Der Film spielt in China vor über 2000 Jahren. König Qin (
Chen Dao Ming) versucht mit eiserner Hand das Reich China zu vereinigen und führt einen gnadenlosen Krieg gegen mehrere Völker in diesem Gebiet. Schon seit langer Zeit versuchen immer wieder mutige Kämpfer ein Attentat auf den König zu verüben, doch bisher ist dies noch keinem gelungen.
Der namenlose Held (
Jet Li) wird nun in den, zum Schutz des Königs absolut leeren, riesigen Thronsaal vorgelassen. Der Grund dafür ist die Nachricht seines Sieges gegen die drei berüchtigtsten Attentäter (
Tony Leung Chiu-Wai,
Donnie Jen und
Maggie Cheung Man-Yuk), auf welche eine grosse Belohnung ausgesetzt ist.

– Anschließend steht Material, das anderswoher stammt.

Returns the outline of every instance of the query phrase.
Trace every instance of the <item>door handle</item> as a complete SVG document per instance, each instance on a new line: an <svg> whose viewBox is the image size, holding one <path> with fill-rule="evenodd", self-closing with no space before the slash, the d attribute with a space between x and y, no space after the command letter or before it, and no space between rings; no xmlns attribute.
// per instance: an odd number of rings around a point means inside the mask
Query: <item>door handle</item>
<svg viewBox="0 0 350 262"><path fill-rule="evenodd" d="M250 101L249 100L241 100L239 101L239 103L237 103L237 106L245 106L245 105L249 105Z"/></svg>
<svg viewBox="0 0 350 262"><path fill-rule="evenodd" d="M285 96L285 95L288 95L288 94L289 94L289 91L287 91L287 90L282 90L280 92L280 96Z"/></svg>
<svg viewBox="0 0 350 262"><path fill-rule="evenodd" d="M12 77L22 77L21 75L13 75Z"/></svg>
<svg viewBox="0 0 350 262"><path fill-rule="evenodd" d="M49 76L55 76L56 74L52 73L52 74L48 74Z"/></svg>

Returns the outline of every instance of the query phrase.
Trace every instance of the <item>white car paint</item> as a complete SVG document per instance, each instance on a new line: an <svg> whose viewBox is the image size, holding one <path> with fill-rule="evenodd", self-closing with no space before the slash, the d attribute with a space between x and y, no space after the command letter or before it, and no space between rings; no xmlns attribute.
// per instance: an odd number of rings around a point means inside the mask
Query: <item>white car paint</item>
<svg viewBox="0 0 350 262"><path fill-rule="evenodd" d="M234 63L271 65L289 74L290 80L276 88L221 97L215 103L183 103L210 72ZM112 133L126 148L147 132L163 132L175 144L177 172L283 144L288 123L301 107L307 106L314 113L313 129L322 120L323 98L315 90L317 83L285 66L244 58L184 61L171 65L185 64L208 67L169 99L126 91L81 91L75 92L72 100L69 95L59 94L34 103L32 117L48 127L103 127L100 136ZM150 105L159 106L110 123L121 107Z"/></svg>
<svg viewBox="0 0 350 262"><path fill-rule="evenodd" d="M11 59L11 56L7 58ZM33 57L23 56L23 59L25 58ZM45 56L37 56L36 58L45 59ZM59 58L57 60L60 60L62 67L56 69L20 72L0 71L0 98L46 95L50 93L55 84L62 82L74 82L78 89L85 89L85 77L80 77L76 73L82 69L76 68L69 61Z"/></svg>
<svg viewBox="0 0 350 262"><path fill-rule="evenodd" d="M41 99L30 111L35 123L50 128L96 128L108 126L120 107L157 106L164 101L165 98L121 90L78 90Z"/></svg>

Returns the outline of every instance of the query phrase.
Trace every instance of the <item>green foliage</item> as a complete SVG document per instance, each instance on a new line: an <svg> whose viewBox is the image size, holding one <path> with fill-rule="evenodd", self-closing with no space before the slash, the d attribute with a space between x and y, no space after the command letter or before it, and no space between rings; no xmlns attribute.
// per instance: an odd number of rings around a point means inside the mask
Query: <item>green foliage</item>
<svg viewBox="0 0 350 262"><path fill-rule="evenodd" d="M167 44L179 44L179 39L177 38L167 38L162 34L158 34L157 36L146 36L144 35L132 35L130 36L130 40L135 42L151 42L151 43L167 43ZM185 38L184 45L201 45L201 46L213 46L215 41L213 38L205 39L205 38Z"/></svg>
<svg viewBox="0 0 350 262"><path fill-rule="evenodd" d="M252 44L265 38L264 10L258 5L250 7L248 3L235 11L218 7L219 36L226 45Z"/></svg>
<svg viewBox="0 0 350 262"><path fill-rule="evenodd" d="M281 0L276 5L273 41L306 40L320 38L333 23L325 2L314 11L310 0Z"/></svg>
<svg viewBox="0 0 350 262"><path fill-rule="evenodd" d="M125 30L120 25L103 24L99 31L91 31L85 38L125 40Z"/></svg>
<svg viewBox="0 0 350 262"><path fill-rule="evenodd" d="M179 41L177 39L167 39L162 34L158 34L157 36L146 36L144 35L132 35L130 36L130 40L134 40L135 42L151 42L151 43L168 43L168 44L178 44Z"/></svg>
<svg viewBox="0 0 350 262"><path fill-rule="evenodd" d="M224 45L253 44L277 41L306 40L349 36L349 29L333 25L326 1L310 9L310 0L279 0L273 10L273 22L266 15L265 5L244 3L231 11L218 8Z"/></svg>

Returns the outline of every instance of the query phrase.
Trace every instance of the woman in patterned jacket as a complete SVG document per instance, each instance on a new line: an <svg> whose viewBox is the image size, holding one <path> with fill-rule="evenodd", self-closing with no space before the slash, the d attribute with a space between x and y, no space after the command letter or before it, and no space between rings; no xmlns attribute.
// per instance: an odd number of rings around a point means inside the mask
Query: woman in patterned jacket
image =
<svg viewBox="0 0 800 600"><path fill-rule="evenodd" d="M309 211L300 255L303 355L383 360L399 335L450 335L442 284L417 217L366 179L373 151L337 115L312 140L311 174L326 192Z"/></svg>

Hier nun erzählt der Held dem König seine Geschichte vom Tode seiner Gegner. Doch der König glaubt ihm nicht und erzählt wie es seiner Meinung nach abgelaufen sei. Wie alles wirklich geschah wird dann aber erst in einem dritten Anlauf offenbart.
Die Kampfszenen sind wie schon in «Crouching Tiger, Hidden Dragon» ziemlich gewöhnungsbedürftig. Wenn man aber akzeptiert, dass richtige Schwertkämpfer nun mal schräg an der Wand stehen, an der Decke hängen, über Wasser gehen oder auch fliegen können, sind die meisterhaft choreographierten Kämpfe, nicht nur für Kampfsportfans, ein wahrer Genuss.
Die Dreiteilung der Geschichte wird stilistisch absolut einzigartig mit verschiedenen Farbtönen untermalt. So tragen zum Beispiel im ersten Teil alle Hauptpersonen eher rötliche und gelbliche, im zweiten Teil eher bläuliche und grünliche und im dritten Teil weisse und schwarze Tunika. Auch die Landschaft wird in diesen Farbtönen gehalten und könnte daher von einem wirklich harten Kritiker als ziemlich kitschig bezeichnet werden. Wenn man den Film aber als Ganzes betrachtet, strahlt er vor Poesie und Schönheit.